The growing use of artificial intelligence in academic writing is raising fresh concerns over the reliability of scientific research, particularly as AI-generated hallucinations begin slipping into published papers unnoticed.
An associate professor who had used AI tools to grammatically refine his thesis recently heard back from a publisher questioning several references included in the manuscript. Reportedly, the AI system used by the researcher had silently inserted a fabricated source into the paper.
“I felt deeply embarrassed,” said Rafael Topaz, the associate professor in question, who leads a team at Columbia University developing AI applications in healthcare.
“I’m an AI researcher. I know about hallucinations,” he said. “If this is happening to me, an AI expert, what happens to other people?”
The close call prompted Topaz to investigate how frequently experts were being misled by AI-generated misinformation. A study published in The Lancet by Topaz and his colleagues audited nearly 2.5 million biomedical papers and 97 million citations indexed on PubMed Central, a major repository used by clinicians and researchers worldwide.

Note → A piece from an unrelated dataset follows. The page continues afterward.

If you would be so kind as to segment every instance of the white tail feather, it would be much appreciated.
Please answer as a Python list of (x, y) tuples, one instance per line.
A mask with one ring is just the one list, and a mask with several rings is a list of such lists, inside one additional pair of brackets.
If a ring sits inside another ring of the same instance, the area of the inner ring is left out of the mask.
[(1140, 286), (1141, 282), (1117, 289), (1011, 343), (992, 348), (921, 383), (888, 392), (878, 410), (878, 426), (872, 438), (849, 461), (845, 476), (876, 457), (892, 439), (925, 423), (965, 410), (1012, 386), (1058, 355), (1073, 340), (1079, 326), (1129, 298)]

The researchers identified more than 4,000 fabricated references embedded across nearly 3,000 papers. While not all the false references were AI-generated, Topaz noted that the rise in fake citations accelerated sharply in 2024.

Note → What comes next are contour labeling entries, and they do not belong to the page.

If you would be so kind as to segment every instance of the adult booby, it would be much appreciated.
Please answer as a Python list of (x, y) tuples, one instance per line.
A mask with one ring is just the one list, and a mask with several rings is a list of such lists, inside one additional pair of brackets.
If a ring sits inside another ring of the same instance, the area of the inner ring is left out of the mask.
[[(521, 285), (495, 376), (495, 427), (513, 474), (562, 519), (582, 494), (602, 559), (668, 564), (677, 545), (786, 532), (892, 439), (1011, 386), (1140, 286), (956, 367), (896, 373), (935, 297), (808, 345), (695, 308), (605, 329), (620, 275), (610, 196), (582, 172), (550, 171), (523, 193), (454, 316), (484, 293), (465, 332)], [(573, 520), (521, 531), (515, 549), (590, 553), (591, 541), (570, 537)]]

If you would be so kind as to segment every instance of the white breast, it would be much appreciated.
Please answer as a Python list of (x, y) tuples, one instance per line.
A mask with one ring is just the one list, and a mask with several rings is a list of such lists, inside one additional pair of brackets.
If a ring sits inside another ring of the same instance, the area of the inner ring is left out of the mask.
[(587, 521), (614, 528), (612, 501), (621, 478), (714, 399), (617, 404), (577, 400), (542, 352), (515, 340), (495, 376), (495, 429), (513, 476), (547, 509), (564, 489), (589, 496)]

The report found that over the past three years, the rate of fabricated references in biomedical literature has increased more than twelvefold. In 2023, one in every 2,828 papers contained at least one fake reference. By last year, that figure had reportedly surged to one in every 458 papers.
AI hallucinations occur when language models prioritise predicting word patterns over factual accuracy. While such errors are often harmless in casual use, the risks become significantly greater when hallucinations begin infiltrating academic research, potentially undermining scientific credibility and trust.

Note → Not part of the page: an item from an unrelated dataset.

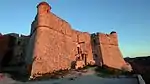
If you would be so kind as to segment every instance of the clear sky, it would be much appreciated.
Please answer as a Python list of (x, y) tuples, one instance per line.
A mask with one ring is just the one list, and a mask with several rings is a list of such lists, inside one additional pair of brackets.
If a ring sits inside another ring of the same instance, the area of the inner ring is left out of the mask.
[[(150, 56), (150, 0), (46, 0), (72, 28), (119, 35), (124, 57)], [(41, 0), (0, 0), (0, 32), (28, 35)]]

Experts getting the process wrong
Fake AI-generated research papers are already emerging as a growing challenge in academia, becoming increasingly difficult to identify and threatening to overwhelm the peer-review system. However, hallucinated references embedded within legitimate human-written studies could prove even more widespread — and potentially harder to detect.
Experts say the real issue lies in unverified AI-generated output making its way into final academic work. The solution, they argue, is to build stronger verification systems directly into research workflows. Since AI hallucinations are often unintentional and may go unnoticed by researchers themselves, robust verification mechanisms could help prevent such inaccuracies from reaching publication.
Verification practices currently vary widely across academic journals. While some publishers use software tools to examine citations and identify AI-generated material, oversight remains inconsistent. There is also no straightforward way to trace and review the broader evidence chain to uncover the original fabricated studies or references.
According to Topaz’s analysis, publishers have struggled to identify fabricated citations effectively, with 98.4% of papers containing false references still unretracted at the time of the audit.